Es zieht ihn jedoch etwas zurück zu Melissa und Frankie. Was bewegt ihn dazu? Ist es seine Zuneigung zu Melissa?
Die Nähe zu Melissa hätte er sicherlich auf einen anderen Weg und ohne das Beisein von Frankie arrangieren können. Jake hat andere Gründe zurückzukommen. Gründe, die ich hier nicht verraten werde.
Wie auch immer, fortan scheinen Jake und Frankie die besten Freunde zu sein, während sich zeitgleich und von Frankie unbemerkt eine Affäre zwischen Jake und Melissa entwickelt.
Frankie führt Jake ins Gangster Milieu ein, während Jake Frankie die Literatur näher bringt. Ein Dreiecksbeziehung, die zur Zeitbombe zu werden droht. Jack und Melissa sind sich der Gefahr bewusst, die von Frankie ausgeht, denn es ist völlig ungewiss, wie Frankie reagieren wird, wenn er von der Affäre erfährt.
Frankie hat jedoch ganz andere Probleme, ist er doch bei seinem geliebten Boss in Ungnade gefallen.
Er wird vor einer schweren Prüfung gestellt.

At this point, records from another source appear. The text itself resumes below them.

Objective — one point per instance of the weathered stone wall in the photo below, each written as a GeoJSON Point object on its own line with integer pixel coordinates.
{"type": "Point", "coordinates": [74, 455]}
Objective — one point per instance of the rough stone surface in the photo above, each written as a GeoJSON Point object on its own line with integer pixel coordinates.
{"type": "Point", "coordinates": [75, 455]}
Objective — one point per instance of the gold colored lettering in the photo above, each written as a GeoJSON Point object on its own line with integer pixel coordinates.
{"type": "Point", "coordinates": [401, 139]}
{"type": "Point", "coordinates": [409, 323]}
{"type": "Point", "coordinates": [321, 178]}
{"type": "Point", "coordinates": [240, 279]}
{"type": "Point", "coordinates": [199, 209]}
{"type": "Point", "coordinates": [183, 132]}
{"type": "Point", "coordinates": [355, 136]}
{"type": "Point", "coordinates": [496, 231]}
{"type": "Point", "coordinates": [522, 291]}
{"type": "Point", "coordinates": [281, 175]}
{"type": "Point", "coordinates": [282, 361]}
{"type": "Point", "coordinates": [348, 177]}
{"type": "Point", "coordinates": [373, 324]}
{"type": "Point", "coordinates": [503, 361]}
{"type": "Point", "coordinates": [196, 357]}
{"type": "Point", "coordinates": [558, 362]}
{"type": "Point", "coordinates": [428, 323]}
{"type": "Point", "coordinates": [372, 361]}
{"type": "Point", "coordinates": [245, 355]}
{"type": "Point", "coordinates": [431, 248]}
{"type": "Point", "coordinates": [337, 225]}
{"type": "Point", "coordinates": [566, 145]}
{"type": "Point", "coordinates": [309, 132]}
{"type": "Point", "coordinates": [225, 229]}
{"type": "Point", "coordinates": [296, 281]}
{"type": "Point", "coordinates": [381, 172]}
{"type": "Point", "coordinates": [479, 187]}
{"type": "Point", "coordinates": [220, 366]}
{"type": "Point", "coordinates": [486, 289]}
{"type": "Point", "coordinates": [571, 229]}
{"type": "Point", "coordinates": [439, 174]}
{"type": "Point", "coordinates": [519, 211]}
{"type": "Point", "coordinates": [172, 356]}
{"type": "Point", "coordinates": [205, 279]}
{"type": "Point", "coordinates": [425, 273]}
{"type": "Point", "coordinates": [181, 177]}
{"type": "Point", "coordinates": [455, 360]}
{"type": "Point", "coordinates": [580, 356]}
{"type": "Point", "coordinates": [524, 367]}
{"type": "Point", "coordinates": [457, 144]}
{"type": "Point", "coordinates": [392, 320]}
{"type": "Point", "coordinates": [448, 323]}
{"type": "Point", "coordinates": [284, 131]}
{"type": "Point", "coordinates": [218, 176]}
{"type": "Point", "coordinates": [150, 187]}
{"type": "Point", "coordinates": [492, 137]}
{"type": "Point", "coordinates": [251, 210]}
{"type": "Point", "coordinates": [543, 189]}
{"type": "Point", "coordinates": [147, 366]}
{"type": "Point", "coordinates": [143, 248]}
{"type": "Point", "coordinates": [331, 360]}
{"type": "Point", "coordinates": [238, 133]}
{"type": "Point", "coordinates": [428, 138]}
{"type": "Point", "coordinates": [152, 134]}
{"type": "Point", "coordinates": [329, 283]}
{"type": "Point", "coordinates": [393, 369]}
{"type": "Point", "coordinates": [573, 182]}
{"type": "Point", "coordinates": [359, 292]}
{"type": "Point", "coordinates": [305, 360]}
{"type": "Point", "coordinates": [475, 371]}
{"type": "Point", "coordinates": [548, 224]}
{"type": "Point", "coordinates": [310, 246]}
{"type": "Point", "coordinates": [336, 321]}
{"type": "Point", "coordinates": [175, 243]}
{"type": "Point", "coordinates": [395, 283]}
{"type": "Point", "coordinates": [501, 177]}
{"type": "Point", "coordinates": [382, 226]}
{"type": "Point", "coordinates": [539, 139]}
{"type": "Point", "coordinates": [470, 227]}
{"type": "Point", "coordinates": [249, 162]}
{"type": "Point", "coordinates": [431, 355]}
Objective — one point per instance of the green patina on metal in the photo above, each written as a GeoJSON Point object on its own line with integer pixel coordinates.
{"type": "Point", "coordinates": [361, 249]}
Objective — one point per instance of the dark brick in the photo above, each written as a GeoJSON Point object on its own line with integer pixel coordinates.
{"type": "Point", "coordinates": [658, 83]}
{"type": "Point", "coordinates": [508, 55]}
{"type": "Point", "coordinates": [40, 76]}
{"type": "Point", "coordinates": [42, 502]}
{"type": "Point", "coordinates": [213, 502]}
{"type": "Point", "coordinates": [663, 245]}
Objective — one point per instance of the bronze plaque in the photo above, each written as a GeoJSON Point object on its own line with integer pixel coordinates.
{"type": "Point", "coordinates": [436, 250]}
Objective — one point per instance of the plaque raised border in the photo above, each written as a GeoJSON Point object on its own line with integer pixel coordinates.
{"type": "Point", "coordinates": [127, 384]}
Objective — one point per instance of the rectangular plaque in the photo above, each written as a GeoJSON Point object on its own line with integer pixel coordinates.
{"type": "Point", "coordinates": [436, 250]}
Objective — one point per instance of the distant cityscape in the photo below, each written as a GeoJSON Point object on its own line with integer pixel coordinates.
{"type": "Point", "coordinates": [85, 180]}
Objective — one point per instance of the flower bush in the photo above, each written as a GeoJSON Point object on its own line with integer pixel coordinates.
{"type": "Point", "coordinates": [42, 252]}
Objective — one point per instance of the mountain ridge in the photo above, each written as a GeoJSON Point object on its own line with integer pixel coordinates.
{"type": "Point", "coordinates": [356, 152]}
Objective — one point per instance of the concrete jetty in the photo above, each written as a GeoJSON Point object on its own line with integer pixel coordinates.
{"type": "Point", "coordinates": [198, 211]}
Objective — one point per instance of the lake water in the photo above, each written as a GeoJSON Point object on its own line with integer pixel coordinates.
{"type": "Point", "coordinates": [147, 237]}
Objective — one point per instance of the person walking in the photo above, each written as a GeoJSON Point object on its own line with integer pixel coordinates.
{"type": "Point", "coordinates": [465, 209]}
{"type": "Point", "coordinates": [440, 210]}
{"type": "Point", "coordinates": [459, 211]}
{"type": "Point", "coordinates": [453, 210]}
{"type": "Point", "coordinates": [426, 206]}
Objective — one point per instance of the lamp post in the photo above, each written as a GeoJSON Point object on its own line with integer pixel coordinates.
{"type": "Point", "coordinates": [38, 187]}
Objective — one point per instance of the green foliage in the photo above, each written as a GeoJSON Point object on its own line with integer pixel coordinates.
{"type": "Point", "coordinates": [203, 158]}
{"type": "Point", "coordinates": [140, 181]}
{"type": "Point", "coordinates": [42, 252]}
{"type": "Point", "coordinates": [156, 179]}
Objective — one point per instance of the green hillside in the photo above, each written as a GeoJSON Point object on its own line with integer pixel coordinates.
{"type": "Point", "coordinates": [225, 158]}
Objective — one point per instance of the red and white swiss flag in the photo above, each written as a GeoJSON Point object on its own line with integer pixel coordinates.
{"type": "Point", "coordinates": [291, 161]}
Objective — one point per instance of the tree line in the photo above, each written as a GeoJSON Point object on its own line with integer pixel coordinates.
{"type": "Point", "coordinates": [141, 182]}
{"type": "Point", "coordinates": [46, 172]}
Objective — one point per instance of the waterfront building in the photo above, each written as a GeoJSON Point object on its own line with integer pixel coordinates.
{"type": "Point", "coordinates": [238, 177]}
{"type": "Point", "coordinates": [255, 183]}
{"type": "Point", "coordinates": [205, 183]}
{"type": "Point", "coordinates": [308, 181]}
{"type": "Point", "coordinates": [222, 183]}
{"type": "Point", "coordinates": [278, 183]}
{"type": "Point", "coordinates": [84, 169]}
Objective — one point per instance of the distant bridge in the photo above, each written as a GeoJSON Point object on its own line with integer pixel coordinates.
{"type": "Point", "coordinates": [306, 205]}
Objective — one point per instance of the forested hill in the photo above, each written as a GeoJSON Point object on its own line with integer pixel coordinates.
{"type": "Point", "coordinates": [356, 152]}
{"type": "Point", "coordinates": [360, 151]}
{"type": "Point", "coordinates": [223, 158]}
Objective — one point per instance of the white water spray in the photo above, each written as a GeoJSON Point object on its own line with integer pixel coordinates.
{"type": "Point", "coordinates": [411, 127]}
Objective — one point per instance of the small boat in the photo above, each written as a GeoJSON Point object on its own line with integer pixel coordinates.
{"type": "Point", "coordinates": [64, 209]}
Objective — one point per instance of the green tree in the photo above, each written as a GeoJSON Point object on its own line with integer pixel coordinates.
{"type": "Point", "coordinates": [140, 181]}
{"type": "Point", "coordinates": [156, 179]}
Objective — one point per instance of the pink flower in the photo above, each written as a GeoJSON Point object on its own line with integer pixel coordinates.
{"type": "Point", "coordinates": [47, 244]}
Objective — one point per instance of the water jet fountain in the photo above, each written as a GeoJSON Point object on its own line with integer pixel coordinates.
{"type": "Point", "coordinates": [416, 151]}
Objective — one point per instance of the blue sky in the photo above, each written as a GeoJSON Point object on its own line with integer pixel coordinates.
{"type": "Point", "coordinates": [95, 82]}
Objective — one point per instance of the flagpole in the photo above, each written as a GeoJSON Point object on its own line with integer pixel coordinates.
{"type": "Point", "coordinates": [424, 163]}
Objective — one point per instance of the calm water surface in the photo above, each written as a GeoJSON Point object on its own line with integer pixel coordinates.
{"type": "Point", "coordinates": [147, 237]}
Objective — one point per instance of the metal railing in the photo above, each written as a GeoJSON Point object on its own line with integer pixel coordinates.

Eine Prüfung die er ohne Jakes Hilfe nicht bestehen kann und die ihn am Ende vor einer völlig verdrehten Realität stellt.

Gunshy ist ein Thriller, der sehr stark auf die Verbindungen der einzelnen Charaktere eingeht. Es geht um Dinge wie Liebe, Hass, Freundschaft, Verrat und Enttäuschung. Die Intensität, mit der Regisseur Jeff Celentano dies darstellt, habe ich in dieser Form nur bei John Woo Filmen erlebt. Es sind einfache Dinge des Films, die Jeff Celentano an die Nähe von John Woo rücken: Da sind z.B. schwebende Federn und der Einsatz klassischer Musik an bestimmten Stellen und ganz besonders die zum Teil widersprüchlich erscheinenden, sehr intensiven Beziehungen der Figuren zueinander. Man kann sagen, dass Celentano die Vorgaben, die ein John Woo Film abverlangt blendend umgesetzt hat, ohne jedoch jemals die Intensität von bspw. „A Better Tomorrow“ zu erreichen.